Nine current and former Boston Police officers at the BPD Evidence Management Unit on Hyde Park Avenue in Hyde Park were arrested today on charges they put in for some $200,000 in fraudulent overtime over three years, the US Attorney's office reports.
The officers were all charged with one count of conspiracy to commit theft concerning programs receiving federal funds and one count of embezzlement from an agency receiving federal funds, and are scheduled for arraignment today.
The charged: Lt. Timothy Torigian, 54, of Walpole, Sgt. Gerard O’Brien (retired), 62, of Braintree, Sgt. Robert Twitchell (retired), 58, of Norton, and officers Henry Doherty (retired), 61, of Dorchester, Diana Lopez (retired), 58, of Milton, James Carnes (retired), 57, of Canton, Michael Murphy, 60, of Hyde Park, Ronald Nelson (retired), 60, of Jamaica Plain and Kendra Conway, 49, of Boston.
According to the US Attorney's office:
According to the indictment, the defendants were assigned to Boston Police Department’s (BPD) Evidence Control Unit (ECU), where they were responsible for, among other things, storing, cataloging and retrieving evidence at the warehouse.
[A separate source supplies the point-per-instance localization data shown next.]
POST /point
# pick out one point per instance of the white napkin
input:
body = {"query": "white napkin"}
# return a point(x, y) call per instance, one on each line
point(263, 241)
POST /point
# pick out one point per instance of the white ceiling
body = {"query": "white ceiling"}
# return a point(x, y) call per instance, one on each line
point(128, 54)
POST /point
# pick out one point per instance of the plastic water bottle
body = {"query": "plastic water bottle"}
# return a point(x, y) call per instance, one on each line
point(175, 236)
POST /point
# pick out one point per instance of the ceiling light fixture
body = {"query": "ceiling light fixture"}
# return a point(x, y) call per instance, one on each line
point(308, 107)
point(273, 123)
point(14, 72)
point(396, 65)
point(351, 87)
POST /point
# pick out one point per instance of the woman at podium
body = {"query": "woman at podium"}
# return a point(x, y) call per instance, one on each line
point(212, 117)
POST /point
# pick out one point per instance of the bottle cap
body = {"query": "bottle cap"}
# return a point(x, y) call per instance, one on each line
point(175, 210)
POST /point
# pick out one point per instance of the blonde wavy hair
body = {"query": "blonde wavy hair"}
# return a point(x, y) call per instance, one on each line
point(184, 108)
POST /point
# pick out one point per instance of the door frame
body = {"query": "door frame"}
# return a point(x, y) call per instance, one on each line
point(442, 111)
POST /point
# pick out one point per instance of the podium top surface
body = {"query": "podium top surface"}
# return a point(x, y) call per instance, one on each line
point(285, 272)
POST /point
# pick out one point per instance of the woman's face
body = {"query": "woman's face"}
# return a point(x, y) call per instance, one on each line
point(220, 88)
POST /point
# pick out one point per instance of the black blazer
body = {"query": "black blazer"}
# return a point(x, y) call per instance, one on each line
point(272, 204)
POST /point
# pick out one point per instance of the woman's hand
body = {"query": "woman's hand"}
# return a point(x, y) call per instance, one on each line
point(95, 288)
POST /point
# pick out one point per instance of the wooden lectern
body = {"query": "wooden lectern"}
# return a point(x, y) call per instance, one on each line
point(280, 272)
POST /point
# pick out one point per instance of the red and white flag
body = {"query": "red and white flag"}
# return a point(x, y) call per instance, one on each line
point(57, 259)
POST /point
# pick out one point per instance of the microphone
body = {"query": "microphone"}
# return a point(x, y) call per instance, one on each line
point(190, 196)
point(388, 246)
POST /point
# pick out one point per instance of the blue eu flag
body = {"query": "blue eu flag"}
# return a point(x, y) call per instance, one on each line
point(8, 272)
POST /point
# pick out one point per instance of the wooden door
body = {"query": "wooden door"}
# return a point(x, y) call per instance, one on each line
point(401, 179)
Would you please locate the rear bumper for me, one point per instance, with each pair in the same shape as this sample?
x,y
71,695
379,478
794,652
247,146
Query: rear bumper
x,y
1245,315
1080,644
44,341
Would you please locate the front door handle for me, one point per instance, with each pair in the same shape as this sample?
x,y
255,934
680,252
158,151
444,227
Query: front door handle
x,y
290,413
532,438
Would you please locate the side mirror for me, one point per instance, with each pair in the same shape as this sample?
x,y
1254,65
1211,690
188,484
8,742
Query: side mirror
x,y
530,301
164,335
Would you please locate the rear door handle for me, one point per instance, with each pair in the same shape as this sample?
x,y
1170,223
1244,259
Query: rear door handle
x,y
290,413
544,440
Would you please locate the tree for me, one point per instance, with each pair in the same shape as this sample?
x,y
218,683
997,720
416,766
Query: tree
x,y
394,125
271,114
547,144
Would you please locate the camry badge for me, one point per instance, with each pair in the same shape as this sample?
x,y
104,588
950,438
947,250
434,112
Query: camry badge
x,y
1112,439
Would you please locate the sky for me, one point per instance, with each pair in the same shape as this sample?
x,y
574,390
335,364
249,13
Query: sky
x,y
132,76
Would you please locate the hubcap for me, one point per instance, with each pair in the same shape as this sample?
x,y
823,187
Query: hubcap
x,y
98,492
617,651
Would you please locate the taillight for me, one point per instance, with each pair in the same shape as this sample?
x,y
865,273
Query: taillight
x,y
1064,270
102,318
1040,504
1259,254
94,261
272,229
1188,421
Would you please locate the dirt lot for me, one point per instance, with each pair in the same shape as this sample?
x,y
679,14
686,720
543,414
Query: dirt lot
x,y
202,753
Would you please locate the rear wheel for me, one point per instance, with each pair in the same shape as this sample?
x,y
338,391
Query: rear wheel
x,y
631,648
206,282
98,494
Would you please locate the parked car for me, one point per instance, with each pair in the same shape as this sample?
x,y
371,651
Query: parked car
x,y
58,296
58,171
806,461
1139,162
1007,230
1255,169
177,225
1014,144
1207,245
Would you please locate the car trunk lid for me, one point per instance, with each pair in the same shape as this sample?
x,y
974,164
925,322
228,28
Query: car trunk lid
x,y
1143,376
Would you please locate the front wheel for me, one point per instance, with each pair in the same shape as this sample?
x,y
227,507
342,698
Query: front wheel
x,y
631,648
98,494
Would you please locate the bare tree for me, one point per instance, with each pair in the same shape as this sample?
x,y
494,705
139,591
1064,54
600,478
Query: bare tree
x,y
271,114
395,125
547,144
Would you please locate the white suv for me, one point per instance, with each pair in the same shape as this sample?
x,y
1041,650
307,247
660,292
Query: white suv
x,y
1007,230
ECU officers were eligible to earn overtime pay of 1.5 times their regular hourly pay rate for overtime assignments. It is alleged that beginning in at least May 2016, the defendants routinely departed overtime shifts two or more hours early but submitted false and fraudulent overtime slips claiming to have worked the entirety of each shift.
One overtime shift, called “purge” overtime, was focused on reducing the inventory of the evidence warehouse. The shift was supposed to be performed from 4:00 to 8:00 p.m. on weekdays. On days which the defendants claimed to have worked until 8:00 p.m., the warehouse was closed, locked and alarmed well before 8:00 p.m., and often by 6:00 p.m. or before. Despite this, it is alleged that the defendants routinely submitted false and fraudulent overtime slips claiming to have worked from 4:00 to 8:00 p.m. Supervisors, who also left early from this shift, allegedly submitted their own false and fraudulent slips and also knowingly endorsed the fraudulent overtime slips of their subordinates.
Another shift, called “kiosk” overtime, was available to two ECU officers one Saturday a month from 6:00 a.m. to 2:30 p.m. This shift involved collecting materials, such as unused prescription drugs, from kiosks in each police district in the city and then transporting the materials to an incinerator in Saugus. It is alleged that defendants who performed this overtime shift routinely submitted overtime slips claiming to have worked eight and a half hours when in fact the defendants frequently completed the work and left the shift early, often before 10:00 a.m.
Several of the officers showed dramatic decreases in overtime payments between 2017 and 2019 as the investigation accelerated, according to BPD payroll data via Woke Windows. For example, Torigian made $60,504 in overtime in 2017 and $73,905 in 2018 but just $9,844 in 2019. O'Brien went from $39,477 in 2017 and $51,002 in 2018 to just $6,140 last year. Conway went from $42,336 in 2017 and $42,110 in 2018 to $13,520 last year.
According to the US Attorney's office:
According to court documents, Torigian received over $43,000 for overtime hours he did not work; Twitchell, O’Brien and Doherty each received over $25,000 for overtime hours they did not work; Carnes and Lopez each received over $20,000 for overtime hours they did not work; and Murphy, Nelson and Conway each received over $15,000 for overtime hours they did not work.
In a statement, Police Commissioner William Gross said:
The allegations and behavior alleged in today’s indictments is very troubling and in no way reflect the attitudes of the hard-working employees of the Boston Police Department. I hold my officers to the highest standards and expect them to obey all the laws that they have taken an oath to uphold. News of these indictments send a strong message that this type of behavior will not be tolerated or ignored and can damage the trust my officers have worked so hard to build with the communities we serve.
Gross added that the investigation is continuing.